As to why HttpResponse.OnComplete takes in a Func<Task>, looking at the Kestrel source, it does indeed look like the request context is disposed after the tasks complete. Since the switch from pre-response to post-response can happen in the middle of a handler function (when the Responder is invoked), losing the request context would be surprising I think.

I haven't investigated exactly what happens if handlers never return, but it's probably not good. I don't think it'd be much different to never-ending tasks returned from normal ASP.NET request handlers though.

FWIW, the async handler behaviour in SlackNet isn't meant for long-running tasks. Slack often expects a response within about 3 seconds (including roundtrip time), and it's easy to go over that limit just by making a couple of API requests. Being able to respond early helps keep you in that 3 second window, while allowing you to react a couple seconds later. As per Microsoft's advice, long-running running tasks should be completed outside of HTTP requests.

Hope this helps.

stale[bot] commented 3 days ago

This issue has been automatically marked as stale because it has not had recent activity. It will be closed if no further activity occurs. Thank you for your contributions.

kikaragyozov commented 3 days ago

Hi @kikaragyozov. Using HttpResponse.OnCompleted was the easiest way I could find to run code after a response has been returned to Slack. It takes in a Func<Task>, and it seems implied to me that the returned task should complete when the async operation is complete, which is why user tasks are awaited. The alternative would be to return Task.CompletedTask, misrepresenting the state of the operation, which would almost certainly lead to unexpected behaviour.

As to why HttpResponse.OnComplete takes in a Func<Task>, looking at the Kestrel source, it does indeed look like the request context is disposed after the tasks complete. Since the switch from pre-response to post-response can happen in the middle of a handler function (when the Responder is invoked), losing the request context would be surprising I think.

I haven't investigated exactly what happens if handlers never return, but it's probably not good. I don't think it'd be much different to never-ending tasks returned from normal ASP.NET request handlers though.
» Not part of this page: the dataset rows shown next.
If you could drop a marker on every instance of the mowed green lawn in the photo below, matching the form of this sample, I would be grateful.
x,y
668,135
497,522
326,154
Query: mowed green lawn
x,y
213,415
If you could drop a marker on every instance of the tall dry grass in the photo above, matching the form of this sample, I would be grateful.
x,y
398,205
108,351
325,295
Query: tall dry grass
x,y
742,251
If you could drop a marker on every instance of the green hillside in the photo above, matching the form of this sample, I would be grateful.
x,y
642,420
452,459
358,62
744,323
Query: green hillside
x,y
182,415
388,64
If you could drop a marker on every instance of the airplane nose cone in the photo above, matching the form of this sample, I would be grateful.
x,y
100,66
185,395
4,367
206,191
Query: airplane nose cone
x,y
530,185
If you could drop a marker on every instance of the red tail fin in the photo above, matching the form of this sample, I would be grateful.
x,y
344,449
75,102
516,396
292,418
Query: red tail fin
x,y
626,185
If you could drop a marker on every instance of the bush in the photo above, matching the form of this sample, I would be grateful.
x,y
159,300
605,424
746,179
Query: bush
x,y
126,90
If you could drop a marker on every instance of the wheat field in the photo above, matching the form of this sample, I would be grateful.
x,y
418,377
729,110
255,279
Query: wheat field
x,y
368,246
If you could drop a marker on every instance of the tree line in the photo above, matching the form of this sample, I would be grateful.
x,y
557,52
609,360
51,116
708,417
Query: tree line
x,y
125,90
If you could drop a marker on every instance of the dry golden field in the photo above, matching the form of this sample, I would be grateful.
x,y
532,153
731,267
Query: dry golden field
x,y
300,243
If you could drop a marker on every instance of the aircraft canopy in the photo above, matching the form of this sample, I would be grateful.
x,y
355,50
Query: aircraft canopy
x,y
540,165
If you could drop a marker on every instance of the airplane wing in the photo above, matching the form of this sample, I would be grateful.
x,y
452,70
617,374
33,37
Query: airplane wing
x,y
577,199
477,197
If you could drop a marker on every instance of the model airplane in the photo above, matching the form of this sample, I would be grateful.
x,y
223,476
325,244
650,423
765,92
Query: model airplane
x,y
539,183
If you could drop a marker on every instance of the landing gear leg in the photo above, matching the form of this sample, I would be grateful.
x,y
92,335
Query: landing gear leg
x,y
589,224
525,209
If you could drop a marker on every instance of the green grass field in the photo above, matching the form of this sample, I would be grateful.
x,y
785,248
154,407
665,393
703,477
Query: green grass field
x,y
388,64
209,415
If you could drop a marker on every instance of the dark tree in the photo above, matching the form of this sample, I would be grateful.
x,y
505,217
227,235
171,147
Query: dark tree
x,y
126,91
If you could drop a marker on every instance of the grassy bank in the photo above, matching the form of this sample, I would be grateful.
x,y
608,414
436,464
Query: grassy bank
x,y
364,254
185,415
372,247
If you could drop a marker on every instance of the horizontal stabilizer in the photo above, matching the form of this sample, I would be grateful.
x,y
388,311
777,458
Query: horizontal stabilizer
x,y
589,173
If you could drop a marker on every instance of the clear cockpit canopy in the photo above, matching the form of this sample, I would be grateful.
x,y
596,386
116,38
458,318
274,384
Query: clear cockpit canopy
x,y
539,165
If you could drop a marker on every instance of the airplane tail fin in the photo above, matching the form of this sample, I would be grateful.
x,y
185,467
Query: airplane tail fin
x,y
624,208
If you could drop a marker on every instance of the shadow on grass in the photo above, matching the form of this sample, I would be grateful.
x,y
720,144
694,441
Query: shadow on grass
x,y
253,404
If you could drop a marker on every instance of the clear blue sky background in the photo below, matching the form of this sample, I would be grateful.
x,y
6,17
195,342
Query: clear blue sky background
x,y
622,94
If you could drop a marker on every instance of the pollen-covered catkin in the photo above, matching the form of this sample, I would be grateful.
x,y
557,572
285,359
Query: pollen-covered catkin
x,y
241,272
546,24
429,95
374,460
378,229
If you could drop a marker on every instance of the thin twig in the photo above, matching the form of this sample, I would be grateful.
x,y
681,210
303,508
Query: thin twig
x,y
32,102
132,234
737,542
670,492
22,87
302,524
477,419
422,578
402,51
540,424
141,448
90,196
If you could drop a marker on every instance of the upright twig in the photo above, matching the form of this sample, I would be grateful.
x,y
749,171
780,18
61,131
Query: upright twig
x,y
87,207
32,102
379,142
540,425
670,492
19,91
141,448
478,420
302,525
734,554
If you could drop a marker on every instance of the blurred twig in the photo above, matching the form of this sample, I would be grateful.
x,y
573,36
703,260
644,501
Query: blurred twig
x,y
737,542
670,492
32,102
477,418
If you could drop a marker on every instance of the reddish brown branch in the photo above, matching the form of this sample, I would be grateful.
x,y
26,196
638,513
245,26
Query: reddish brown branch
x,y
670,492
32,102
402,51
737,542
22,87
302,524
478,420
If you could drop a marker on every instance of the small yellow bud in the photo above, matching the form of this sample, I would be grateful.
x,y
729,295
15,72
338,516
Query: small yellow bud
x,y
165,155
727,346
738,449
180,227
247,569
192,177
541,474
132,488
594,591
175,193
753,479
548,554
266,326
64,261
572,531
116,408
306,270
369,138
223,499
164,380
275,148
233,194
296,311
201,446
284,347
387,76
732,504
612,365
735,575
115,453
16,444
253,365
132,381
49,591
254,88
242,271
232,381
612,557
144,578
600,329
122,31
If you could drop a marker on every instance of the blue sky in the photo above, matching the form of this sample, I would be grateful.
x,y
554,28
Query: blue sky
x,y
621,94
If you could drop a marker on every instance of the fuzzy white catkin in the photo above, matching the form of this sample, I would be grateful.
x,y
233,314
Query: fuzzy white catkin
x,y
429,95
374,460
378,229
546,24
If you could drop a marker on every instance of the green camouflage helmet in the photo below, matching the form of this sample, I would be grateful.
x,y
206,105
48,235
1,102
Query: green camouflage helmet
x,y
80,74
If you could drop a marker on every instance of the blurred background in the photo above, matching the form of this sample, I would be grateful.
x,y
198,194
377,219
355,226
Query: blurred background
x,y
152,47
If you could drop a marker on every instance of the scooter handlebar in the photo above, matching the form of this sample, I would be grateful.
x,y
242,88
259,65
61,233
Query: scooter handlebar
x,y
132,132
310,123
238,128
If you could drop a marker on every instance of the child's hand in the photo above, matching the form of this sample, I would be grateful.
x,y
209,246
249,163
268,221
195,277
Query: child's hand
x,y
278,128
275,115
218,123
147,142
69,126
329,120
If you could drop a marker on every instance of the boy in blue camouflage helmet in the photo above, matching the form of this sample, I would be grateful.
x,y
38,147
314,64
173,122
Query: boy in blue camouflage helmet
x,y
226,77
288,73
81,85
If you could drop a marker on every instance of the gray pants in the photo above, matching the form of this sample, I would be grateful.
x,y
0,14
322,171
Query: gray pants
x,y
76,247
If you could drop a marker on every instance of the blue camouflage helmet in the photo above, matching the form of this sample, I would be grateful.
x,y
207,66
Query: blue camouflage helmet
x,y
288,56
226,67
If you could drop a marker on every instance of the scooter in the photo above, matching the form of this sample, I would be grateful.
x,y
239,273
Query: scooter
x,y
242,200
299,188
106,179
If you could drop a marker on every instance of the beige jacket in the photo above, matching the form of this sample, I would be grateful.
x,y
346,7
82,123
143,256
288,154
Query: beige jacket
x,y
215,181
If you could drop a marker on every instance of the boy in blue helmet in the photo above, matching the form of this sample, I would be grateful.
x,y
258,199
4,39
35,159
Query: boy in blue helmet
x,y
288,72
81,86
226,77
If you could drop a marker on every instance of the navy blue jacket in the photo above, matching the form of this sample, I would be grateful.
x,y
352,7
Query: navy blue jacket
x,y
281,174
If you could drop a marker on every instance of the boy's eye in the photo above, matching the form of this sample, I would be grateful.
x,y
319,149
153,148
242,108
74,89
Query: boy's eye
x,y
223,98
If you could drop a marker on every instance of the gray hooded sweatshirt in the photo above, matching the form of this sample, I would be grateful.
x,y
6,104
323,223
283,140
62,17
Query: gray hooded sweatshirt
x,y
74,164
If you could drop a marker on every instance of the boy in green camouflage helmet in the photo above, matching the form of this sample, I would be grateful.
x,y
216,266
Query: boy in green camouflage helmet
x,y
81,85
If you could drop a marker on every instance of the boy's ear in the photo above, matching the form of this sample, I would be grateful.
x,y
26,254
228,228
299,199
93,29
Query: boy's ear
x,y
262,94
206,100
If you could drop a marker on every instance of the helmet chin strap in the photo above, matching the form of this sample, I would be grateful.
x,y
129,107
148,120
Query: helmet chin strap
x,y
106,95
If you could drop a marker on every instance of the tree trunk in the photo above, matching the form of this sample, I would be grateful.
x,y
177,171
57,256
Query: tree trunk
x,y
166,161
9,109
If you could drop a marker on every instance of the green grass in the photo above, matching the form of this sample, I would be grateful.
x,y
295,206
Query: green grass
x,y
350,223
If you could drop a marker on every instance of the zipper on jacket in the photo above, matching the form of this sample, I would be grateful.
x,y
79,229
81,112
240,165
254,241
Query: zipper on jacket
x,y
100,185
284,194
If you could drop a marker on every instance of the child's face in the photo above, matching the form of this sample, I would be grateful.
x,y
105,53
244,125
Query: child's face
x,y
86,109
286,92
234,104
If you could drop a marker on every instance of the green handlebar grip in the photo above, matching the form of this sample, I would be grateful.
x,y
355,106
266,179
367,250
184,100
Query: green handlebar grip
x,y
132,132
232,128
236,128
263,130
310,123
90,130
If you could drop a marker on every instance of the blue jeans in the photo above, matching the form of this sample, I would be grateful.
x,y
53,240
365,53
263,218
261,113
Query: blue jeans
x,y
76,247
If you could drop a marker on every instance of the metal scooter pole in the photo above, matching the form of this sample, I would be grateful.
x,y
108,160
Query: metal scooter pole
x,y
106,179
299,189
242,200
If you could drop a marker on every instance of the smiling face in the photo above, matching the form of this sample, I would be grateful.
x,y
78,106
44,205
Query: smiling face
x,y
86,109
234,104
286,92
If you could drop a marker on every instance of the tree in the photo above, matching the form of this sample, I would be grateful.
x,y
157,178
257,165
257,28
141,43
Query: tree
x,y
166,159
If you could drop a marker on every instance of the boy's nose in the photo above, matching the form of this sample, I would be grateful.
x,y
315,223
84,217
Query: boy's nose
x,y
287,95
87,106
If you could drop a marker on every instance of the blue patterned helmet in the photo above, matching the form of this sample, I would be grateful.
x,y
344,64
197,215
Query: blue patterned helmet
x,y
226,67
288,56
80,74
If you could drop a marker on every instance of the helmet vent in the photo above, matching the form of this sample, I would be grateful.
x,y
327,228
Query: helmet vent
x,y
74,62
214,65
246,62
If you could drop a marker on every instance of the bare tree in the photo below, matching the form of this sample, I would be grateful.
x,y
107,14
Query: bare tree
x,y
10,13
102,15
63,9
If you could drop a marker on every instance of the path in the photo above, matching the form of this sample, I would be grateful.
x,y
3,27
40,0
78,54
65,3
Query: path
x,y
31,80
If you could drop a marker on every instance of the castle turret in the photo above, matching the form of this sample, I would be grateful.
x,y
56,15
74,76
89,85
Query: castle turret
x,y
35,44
FWIW, the async handler behaviour in SlackNet isn't meant for long-running tasks. Slack often expects a response within about 3 seconds (including roundtrip time), and it's easy to go over that limit just by making a couple of API requests. Being able to respond early helps keep you in that 3 second window, while allowing you to react a couple seconds later. As per Microsoft's advice, long-running running tasks should be completed outside of HTTP requests.

Hope this helps.

This most definitely helped, thank you!